Debug steps: 1. Check Jinja2 syntax: Ensure your template variables are correct 2. Validate few-shot examples: Ensure examples match your template's expected structure 3. Print the rendered prompt: Add debug logging to see what's actually sent to the model
# In your bridge, add this to see the rendered prompt:
@cached_property
def _prompt_template(self) -> str:
template = """..."""
print(f"Template: {template}")
return template
Best Practices
- Start simple: Begin with a basic bridge, test it, then add complexity
- Test consolidate() separately: Write unit tests with mock data to verify consolidation logic
- Handle None results: Always check for None in integrate() and consolidate()
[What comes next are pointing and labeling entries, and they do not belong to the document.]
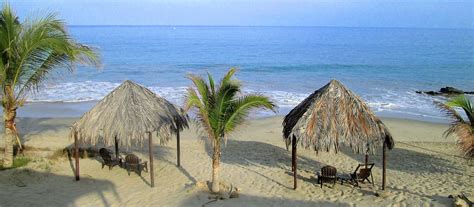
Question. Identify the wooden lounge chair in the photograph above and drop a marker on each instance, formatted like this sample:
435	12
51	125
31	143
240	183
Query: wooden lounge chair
328	175
108	159
133	163
361	173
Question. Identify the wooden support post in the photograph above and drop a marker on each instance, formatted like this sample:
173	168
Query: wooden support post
178	147
76	155
366	160
384	165
116	148
152	176
293	142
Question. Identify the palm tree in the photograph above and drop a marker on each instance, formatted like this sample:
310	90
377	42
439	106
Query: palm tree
30	51
220	109
463	129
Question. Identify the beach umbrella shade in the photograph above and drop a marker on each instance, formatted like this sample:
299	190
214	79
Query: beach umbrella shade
128	116
331	117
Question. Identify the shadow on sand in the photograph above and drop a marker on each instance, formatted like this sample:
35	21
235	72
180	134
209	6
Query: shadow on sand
249	200
409	161
250	155
19	184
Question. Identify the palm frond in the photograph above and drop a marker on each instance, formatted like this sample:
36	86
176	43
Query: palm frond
33	49
220	109
450	112
464	130
464	103
240	109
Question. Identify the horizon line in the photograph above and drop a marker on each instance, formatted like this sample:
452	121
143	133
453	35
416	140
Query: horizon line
200	25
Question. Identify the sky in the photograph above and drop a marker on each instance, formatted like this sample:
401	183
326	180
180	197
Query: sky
343	13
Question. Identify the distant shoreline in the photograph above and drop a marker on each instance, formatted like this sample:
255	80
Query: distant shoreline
77	109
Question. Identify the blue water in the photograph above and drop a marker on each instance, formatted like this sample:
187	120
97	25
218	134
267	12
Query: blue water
383	65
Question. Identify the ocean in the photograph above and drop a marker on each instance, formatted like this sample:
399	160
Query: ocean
385	66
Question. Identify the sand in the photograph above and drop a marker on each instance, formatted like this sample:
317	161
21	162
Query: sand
423	169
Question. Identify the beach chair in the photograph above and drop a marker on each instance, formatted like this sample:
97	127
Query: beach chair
133	163
328	175
108	159
361	174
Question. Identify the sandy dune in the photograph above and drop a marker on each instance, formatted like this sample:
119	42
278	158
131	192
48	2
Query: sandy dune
423	170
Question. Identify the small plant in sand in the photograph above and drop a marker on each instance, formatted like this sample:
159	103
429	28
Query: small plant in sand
463	129
31	51
220	109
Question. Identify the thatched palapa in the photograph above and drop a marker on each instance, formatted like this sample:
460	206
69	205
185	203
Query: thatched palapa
333	116
128	116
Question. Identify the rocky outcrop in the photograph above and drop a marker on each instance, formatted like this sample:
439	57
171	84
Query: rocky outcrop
446	91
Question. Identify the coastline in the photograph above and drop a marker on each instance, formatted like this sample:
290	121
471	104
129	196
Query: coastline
77	109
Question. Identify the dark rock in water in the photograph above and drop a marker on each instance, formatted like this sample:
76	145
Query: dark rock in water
432	93
446	91
451	90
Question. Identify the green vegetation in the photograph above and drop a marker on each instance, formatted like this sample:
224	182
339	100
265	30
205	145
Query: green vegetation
463	129
18	162
30	51
220	109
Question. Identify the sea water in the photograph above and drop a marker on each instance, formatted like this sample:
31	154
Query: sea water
385	66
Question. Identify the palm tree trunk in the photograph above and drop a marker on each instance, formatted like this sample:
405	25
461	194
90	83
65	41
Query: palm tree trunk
216	158
9	115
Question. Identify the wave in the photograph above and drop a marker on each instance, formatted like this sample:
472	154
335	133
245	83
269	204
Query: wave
379	100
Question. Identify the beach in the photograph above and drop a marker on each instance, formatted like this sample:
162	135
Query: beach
423	169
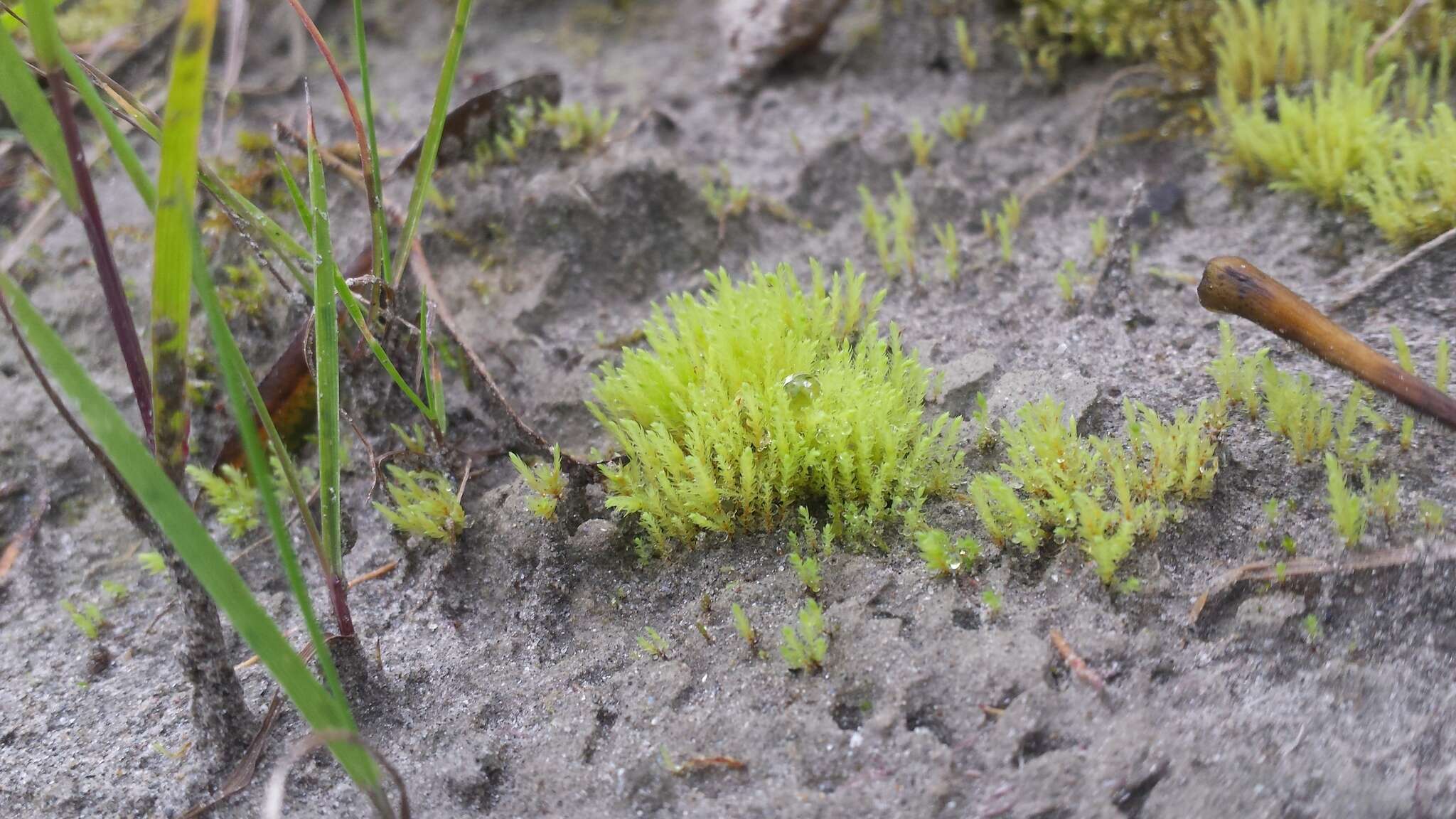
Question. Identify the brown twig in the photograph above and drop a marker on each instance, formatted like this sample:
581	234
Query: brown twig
1396	28
375	573
33	525
376	198
326	156
1235	286
1310	569
1113	280
497	402
704	763
247	767
1392	269
1094	140
273	799
1079	668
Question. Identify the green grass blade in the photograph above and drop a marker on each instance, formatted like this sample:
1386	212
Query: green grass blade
296	194
258	223
432	146
235	376
162	500
172	248
351	305
429	368
119	144
326	363
378	222
51	55
33	115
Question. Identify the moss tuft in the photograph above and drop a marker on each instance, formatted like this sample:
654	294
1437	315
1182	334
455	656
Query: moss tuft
759	397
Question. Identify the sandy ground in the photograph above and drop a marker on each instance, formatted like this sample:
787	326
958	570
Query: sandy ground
501	675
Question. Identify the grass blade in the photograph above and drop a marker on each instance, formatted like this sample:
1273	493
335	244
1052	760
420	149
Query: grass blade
119	144
296	194
251	220
326	379
432	146
172	513
33	115
378	220
235	378
172	245
376	198
51	54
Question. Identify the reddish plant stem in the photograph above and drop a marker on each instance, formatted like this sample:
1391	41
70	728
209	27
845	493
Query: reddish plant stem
101	250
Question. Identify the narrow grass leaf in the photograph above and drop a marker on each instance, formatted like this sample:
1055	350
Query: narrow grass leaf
432	146
172	248
378	220
235	376
33	115
51	55
162	500
326	366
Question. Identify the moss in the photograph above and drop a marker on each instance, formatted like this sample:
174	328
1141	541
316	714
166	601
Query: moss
1175	34
960	123
1359	140
1103	494
424	505
744	627
548	483
724	198
756	398
950	250
232	496
1236	376
1347	510
805	646
577	126
653	643
944	559
921	143
963	46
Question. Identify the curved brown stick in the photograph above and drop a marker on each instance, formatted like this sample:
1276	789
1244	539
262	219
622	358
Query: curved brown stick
1235	286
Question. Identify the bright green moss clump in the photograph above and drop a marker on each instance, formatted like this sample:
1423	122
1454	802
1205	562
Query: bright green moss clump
759	397
1104	494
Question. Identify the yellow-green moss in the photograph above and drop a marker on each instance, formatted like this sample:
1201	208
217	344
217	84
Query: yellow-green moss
756	398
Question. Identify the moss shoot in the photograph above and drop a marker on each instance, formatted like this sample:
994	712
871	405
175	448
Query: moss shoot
756	398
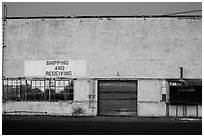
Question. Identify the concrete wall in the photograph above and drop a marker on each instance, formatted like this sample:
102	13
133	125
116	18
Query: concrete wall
112	48
82	105
132	47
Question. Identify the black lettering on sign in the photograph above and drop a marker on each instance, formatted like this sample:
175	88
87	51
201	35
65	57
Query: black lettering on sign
59	67
58	73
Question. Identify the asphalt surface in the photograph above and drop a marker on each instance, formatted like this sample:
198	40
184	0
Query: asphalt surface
49	125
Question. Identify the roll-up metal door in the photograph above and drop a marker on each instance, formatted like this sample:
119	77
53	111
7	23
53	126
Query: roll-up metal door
118	98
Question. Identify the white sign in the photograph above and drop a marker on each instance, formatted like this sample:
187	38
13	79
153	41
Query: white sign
56	68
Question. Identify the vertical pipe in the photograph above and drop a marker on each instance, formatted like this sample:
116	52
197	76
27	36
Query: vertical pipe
176	110
5	12
26	84
181	72
50	88
3	38
196	110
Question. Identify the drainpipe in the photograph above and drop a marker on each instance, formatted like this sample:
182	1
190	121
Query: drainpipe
181	72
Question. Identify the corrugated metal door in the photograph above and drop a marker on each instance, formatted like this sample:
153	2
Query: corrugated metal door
117	98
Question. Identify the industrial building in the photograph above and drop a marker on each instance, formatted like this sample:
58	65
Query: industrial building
103	65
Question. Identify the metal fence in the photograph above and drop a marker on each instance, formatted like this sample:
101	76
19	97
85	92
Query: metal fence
38	89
- Use type hints: Proper typing helps catch errors early
- Add assertions: Use
assert isinstance(result, YourType)to catch type mismatches - Log generously: Add debug logging during development to track data flow
Related Guides
- Task Optimization - Optimize your custom tasks for better performance
- Task Distillation - Distill custom tasks using
to_hf_dataset() - Serialization - Save custom tasks (requires providing init_params for complex objects)
Custom Task Serialization
When saving pipelines with custom tasks, you'll need to provide initialization parameters for any complex objects (models, tokenizers, etc.) in init_params during load.